Unbridled and uncritical adulation of the NHS does nothing to help it. Where it works, it's brilliant. Unfortunately vast swathes of it don't work very well and the knee-jerk response from many of 'throw more money at it' isn't necessarily the solution.

People's expectations are wrong also. Medicine has changed. Having one big hospital in an area that does A&E as a specialism is better than having smaller A&E units in several hospitals. It is better for specialist services to be concentrated as that is shown to lead to improved outcomes. But the moment you suggest that city 'x' is going to move A&E to hospital A and away from B and C there are immediate campaigns. This is usually in cities where there may be 3, 4 or even 5 'full service' hospitals with probably no more than 10 miles between them. I suggest to such people that they try living in an area where your A&E is 28 miles away, like mine is, before starting the campaigns....
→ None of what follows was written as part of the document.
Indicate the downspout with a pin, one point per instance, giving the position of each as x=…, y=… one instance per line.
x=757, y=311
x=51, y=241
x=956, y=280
Which brings me to aargh #1. My brother had to undergo some tests last week and an examination which required a minor procedure. That was Friday. Monday he was an emergency admission due to an acute infection which poleaxed him and he ended up on intravenous  antibiotics for 4 days.

When I've got time, I might talk about the complete failure of the NHS to provide any help in resolving my mum's sudden loss of mobility. Can't help but feel the apathy is due to her age.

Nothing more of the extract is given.